La infraestructura logística y el desafío regulatorio 🚚
El modelo de Amazon choca con la normativa india que prohíbe a marketplaces poseer inventario propio. Para sortearlo, la empresa opera a través de entidades mayoristas y vendedores afiliados, una estructura que incrementa los costos operativos. Además, la red de carreteras y la fragmentación de direcciones postales en zonas rurales obligan a invertir en centros de clasificación regionales y alianzas con tiendas locales. El resultado es una cadena de suministro eficiente en papel, pero lenta en la práctica.

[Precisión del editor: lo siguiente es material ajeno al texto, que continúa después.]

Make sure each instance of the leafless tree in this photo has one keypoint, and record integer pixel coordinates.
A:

El repartidor y el pachulí: una odisea de tres días 📦
Pediste un cargador y te llegó un pachulí. No, no es el nuevo servicio de aromaterapia de Amazon, sino el resultado de mezclar almacenes abarrotados con etiquetas escritas en hindi, tamil y bengalí. Mientras Jeff Bezos soñaba con drones, el repartidor local negocia con el vecino que tiene la dirección exacta y un perro guardián. Al final, el paquete llega, pero el precio bajo se paga con la paciencia.